Today I wrote a kernel to translate 3-channelled image to gray. The 3-channel are placed in 3 separated mem. Every work-item should read 3 times to utilize these data. When I use SIMD4(vload4()) instruction, the idle EUs array can be 17% , meanwhile 82% with SIMD 16(vload16()). Which factor cased it? Did I miss something?
These statistics are collected with 512x512 image, the number of work-items are 128x512 and 32x512 separately, and the local size are set to NULL. Please help me, I didn't have any idea.
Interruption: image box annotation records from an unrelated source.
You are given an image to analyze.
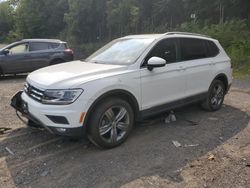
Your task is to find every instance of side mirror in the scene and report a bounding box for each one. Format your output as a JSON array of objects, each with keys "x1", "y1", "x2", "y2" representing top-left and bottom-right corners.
[
  {"x1": 3, "y1": 49, "x2": 10, "y2": 55},
  {"x1": 147, "y1": 57, "x2": 167, "y2": 71}
]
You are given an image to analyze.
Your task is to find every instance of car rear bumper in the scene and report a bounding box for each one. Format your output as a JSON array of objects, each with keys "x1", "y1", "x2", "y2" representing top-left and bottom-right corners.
[{"x1": 11, "y1": 91, "x2": 86, "y2": 137}]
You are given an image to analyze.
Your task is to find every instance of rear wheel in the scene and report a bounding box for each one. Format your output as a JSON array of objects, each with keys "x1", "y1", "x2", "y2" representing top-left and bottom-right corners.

The main idea behind the sentence about thread dispatch is that it can be inefficient to write kernels where each work item does not do much. Increasing the amount of work per work item (as you've done) can increase efficiency. The drop in efficiency as you move to 16 pixels per work item isn't expected. As I've run tests here I have not seen a drop like this.
Is there any way you can send a reproducer? Alternately, with a little more time I can send some examples of the RGB-gray kernels I've been looking at.
A couple follow-on questions:
- How does the performance of the vec16 version compare to the vec4 version? Is the vec16 version faster than the vec4 version even if the EU array is "more idle"?
- Which device are you running on?
- Do you happen to know if your kernel is being compiled SIMD8, SIMD16, or SIMD32? You can determine this by querying clGetKernelWorkGroupInfo(CL_KERNEL_PREFERRED_WORK_GROUP_SIZE).
- What happens if you use a much bigger image, say 2048x2048 or 4096x4096?
My thinking is that if your kernel is compiled SIMD32, and you're launching 32x512 work items, that's not a lot of EU threads, therefore the EU array may not spend much time fully occupied and active.